Maisie backed up further.  Her sister would kill her for eavesdropping, but her curiosity got the better of her before she reached the landing.

"Right," Anabeth said.  "It's all my fault, naturally.  You cheated, but it's my fault."

"That's not what I said," Sean responded, his voice just edging over from frustration to anger.

"I don't have time for this.  We can talk when you get back to the kids tonight.  We need to figure out what we're going to tell them."

After a short pause, Sean spoke again, now with a weird sort of anxiety, "You haven't told them yet?"

"We need to do it together - that's what all the child psychologists say is the the best way to handle it.  We present a united front and we don't talk badly about each other when we're alone with them."

"I can't believe you haven't said anything to them in two weeks."

Anabeth kept her tone even.  "I told them you were on a business trip."

"So, you lied?"

"What did you want me to say, Sean?  I'm sorry, kids, but Daddy's a jackass who's off fucking some twenty-two year old in a hotel that's he's probably paying for with mommy's credit card?"

Testiness back, "You don't have to be bitchy about it."

Maisie couldn't believe how stone-cold calm Anabeth was being.  If it had been her, Sean would be hunched over clutching his freshly-injured genitals.

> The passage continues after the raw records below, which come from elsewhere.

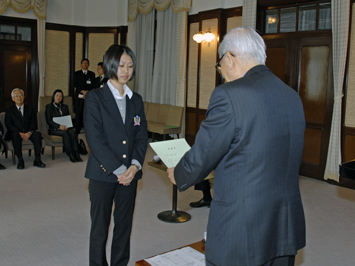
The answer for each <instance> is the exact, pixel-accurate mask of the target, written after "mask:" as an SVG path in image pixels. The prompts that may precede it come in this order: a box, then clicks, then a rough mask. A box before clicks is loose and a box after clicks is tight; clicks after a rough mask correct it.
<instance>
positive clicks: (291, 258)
mask: <svg viewBox="0 0 355 266" xmlns="http://www.w3.org/2000/svg"><path fill="white" fill-rule="evenodd" d="M294 265H295V255H291V256H282V257H276V258H274V259H272V260H269V261H268V262H266V263H264V264H263V265H261V266H294Z"/></svg>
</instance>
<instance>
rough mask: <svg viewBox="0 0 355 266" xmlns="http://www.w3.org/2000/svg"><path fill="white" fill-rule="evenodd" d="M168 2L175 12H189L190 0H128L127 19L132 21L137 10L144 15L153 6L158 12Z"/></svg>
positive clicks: (151, 9) (169, 4)
mask: <svg viewBox="0 0 355 266" xmlns="http://www.w3.org/2000/svg"><path fill="white" fill-rule="evenodd" d="M170 4H171V8H172V10H173V12H174V13H175V14H178V13H180V12H181V11H187V12H189V11H190V7H191V0H129V2H128V21H131V22H132V21H134V20H135V19H136V16H137V13H138V11H139V12H140V13H142V14H143V15H146V14H148V13H149V12H150V11H151V10H152V8H153V7H154V8H155V9H156V10H158V11H159V12H162V11H164V10H165V9H167V8H168V6H169V5H170Z"/></svg>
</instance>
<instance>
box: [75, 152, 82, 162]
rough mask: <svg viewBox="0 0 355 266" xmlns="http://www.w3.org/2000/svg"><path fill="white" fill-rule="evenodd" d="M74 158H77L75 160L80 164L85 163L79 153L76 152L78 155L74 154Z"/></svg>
mask: <svg viewBox="0 0 355 266" xmlns="http://www.w3.org/2000/svg"><path fill="white" fill-rule="evenodd" d="M74 156H75V158H76V160H77V161H78V162H82V161H83V160H82V159H81V158H80V154H79V152H76V153H75V154H74Z"/></svg>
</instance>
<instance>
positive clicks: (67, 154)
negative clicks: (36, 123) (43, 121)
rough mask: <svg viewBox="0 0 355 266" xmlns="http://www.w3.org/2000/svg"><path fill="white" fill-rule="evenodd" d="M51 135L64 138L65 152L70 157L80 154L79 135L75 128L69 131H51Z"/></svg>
mask: <svg viewBox="0 0 355 266" xmlns="http://www.w3.org/2000/svg"><path fill="white" fill-rule="evenodd" d="M48 134H49V135H55V136H60V137H63V146H64V150H65V152H66V153H67V155H68V156H69V154H71V153H72V154H73V153H76V152H78V151H79V150H78V134H77V133H76V130H75V129H74V128H68V129H67V130H49V131H48Z"/></svg>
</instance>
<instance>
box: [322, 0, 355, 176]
mask: <svg viewBox="0 0 355 266" xmlns="http://www.w3.org/2000/svg"><path fill="white" fill-rule="evenodd" d="M331 3H332V31H333V70H334V71H333V72H334V106H333V118H332V127H331V131H330V140H329V148H328V157H327V163H326V166H325V174H324V179H332V180H336V181H339V164H340V163H341V102H342V97H343V93H342V91H343V82H344V73H345V64H346V53H347V47H348V37H349V36H348V35H349V34H348V33H349V21H350V0H332V2H331Z"/></svg>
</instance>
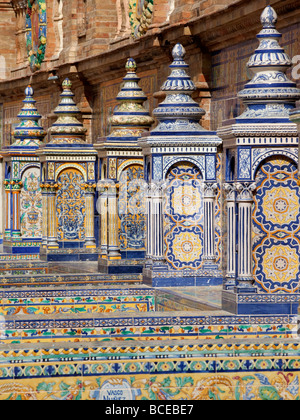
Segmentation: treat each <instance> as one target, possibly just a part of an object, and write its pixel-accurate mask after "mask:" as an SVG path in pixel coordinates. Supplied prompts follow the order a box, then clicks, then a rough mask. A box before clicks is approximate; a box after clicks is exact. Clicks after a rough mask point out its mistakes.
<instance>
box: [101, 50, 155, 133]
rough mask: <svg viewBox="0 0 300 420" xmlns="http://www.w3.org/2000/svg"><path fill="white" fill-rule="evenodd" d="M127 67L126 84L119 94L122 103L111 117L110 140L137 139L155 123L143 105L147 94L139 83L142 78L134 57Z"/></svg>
mask: <svg viewBox="0 0 300 420" xmlns="http://www.w3.org/2000/svg"><path fill="white" fill-rule="evenodd" d="M125 69H126V71H127V74H126V76H125V77H124V79H123V80H124V85H123V87H122V89H121V91H120V92H119V94H118V96H117V100H118V101H119V102H120V105H118V107H117V108H116V110H115V112H114V115H113V116H112V117H111V118H110V124H111V126H112V129H111V133H110V134H109V136H108V138H107V139H108V141H113V140H114V139H115V140H117V141H120V137H122V139H123V140H125V139H126V140H129V141H130V140H133V141H136V139H137V138H138V137H140V136H141V135H142V133H143V132H145V131H148V130H149V129H150V127H151V125H152V124H153V123H154V120H153V118H152V117H151V116H150V114H149V112H148V111H147V110H146V109H145V108H144V105H143V104H144V102H145V101H146V100H147V96H146V95H145V94H144V92H143V91H142V89H141V88H140V86H139V84H138V82H139V81H140V78H139V77H138V76H137V74H136V70H137V65H136V62H135V60H134V59H133V58H129V59H128V60H127V63H126V66H125Z"/></svg>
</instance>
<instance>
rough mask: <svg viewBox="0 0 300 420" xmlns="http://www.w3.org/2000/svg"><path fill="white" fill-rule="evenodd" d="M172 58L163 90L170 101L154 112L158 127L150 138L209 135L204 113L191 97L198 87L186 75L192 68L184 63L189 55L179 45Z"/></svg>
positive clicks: (198, 104)
mask: <svg viewBox="0 0 300 420" xmlns="http://www.w3.org/2000/svg"><path fill="white" fill-rule="evenodd" d="M172 54H173V58H174V61H173V63H172V64H171V65H170V69H171V74H170V76H169V77H168V79H167V80H166V82H165V83H164V84H163V86H162V88H161V90H162V91H164V92H166V94H167V97H166V99H165V100H164V102H162V103H161V104H160V105H159V106H158V108H156V109H155V110H154V112H153V115H154V116H155V117H156V118H157V119H158V121H159V124H158V126H157V128H155V129H154V130H152V132H151V135H153V136H155V135H172V134H173V135H196V134H199V133H201V135H202V134H203V133H205V132H206V131H205V130H204V128H203V127H201V125H200V124H199V120H200V119H201V118H202V117H203V115H205V111H204V110H203V109H202V108H200V106H199V104H198V103H197V102H195V101H194V99H193V98H192V97H191V96H192V94H193V92H194V91H195V90H196V87H195V84H194V83H193V81H192V80H191V78H190V76H189V75H188V74H187V72H186V70H187V69H188V68H189V66H188V64H187V63H186V62H185V61H184V57H185V55H186V51H185V49H184V47H183V46H182V45H181V44H177V45H176V46H175V47H174V49H173V52H172Z"/></svg>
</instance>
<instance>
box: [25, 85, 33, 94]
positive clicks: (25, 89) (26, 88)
mask: <svg viewBox="0 0 300 420" xmlns="http://www.w3.org/2000/svg"><path fill="white" fill-rule="evenodd" d="M33 94H34V91H33V89H32V87H31V85H28V86H27V88H26V89H25V95H26V96H33Z"/></svg>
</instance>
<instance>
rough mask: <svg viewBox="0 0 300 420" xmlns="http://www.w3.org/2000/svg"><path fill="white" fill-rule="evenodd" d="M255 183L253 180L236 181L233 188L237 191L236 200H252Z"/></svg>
mask: <svg viewBox="0 0 300 420" xmlns="http://www.w3.org/2000/svg"><path fill="white" fill-rule="evenodd" d="M256 187H257V185H256V184H255V182H243V183H241V182H237V183H235V188H236V191H237V193H238V195H237V199H238V201H252V200H253V193H254V191H255V190H256Z"/></svg>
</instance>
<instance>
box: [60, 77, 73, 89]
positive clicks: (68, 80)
mask: <svg viewBox="0 0 300 420" xmlns="http://www.w3.org/2000/svg"><path fill="white" fill-rule="evenodd" d="M62 87H63V89H71V87H72V82H71V80H70V79H69V78H68V77H67V78H66V79H65V80H64V81H63V84H62Z"/></svg>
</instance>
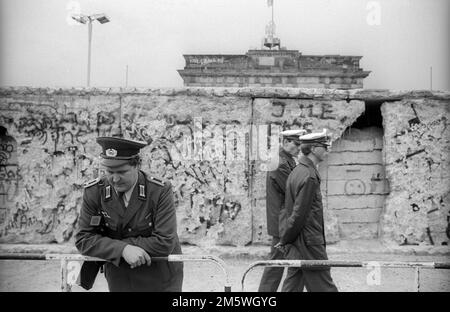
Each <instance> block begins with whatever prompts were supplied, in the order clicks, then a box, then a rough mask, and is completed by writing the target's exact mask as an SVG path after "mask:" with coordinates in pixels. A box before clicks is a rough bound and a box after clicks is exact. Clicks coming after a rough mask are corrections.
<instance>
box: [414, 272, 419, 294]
mask: <svg viewBox="0 0 450 312" xmlns="http://www.w3.org/2000/svg"><path fill="white" fill-rule="evenodd" d="M419 270H420V268H419V267H418V266H417V267H416V268H415V274H414V291H415V292H420V272H419Z"/></svg>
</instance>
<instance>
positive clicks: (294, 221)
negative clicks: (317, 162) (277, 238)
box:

"I think I have every right to be 'bitchy' about it.  Is that why you haven't called or face-timed your children these past two weeks - because you didn't want to have that conversation with them?  You want me to be the bad guy there, too?  I break the bad news, and then I'm the one they are mad at?  Too bad, you're shit out of luck there.  We made them together, we can break their hearts together."

There was another pause, longer this time.  Maisie could picture her sister staring at Sean, and Sean avoiding eye contact.  At least, that's what she'd do if she'd just received a verbal smackdown that brutal.

"Are they ready?" Sean asked eventually.

"They're in the backyard."

Sean's footsteps walked away and Anabeth's came closer.  Maisie headed down the stairs.  "You okay?" she asked her sister when they met at the foot.

"Did you hear everything?"

Maisie nodded.

"Of course you did."  Anabeth brushed past her and went upstairs, presumably to her room to finish getting ready for brunch.

Maisie made her way to the kitchen, where the windows looked into the backyard.  The twins had their father on the ground, wrestling him with love and affection.  She poured herself a cup of coffee and watched them chase each other around the lawn for a few more minutes until her sister joined her at the window.

"Don't be nosy, Maze.  It's one of Mom's worst qualities and I know how much you'd hate to be like her."

"Thanks for the warning."

Anabeth turned on the faucet and began rinsing the plates from the twins' breakfast.  "They look like they are having fun.   I don't have time to have fun with them."

"You'll have to make time."

Anabeth sighed.  She turned the water off and opened the dishwasher to load it.  "That's incredibly unhelpful - another of our mother's worst qualities."

"That's fine, take out all of your frustrations on me now and see if I let you off the hook when we actually see our mother in an hour.  I'll let the divorce slip first thing, as soon as I sit down.  I'd rather her harp on that than why I didn't bring the douchebag she ordered me to bring."

"You've made your point, just like-"

"If you say 'our mother' I won't even go to brunch.  I'll fake my own death and move overseas."

Anabeth laughed and finished with the dishes.  She glanced out the window one last time, her smiling fading from her face as she watched Sean take the twins by their hands and lead them around the side of the house, probably out front to his car.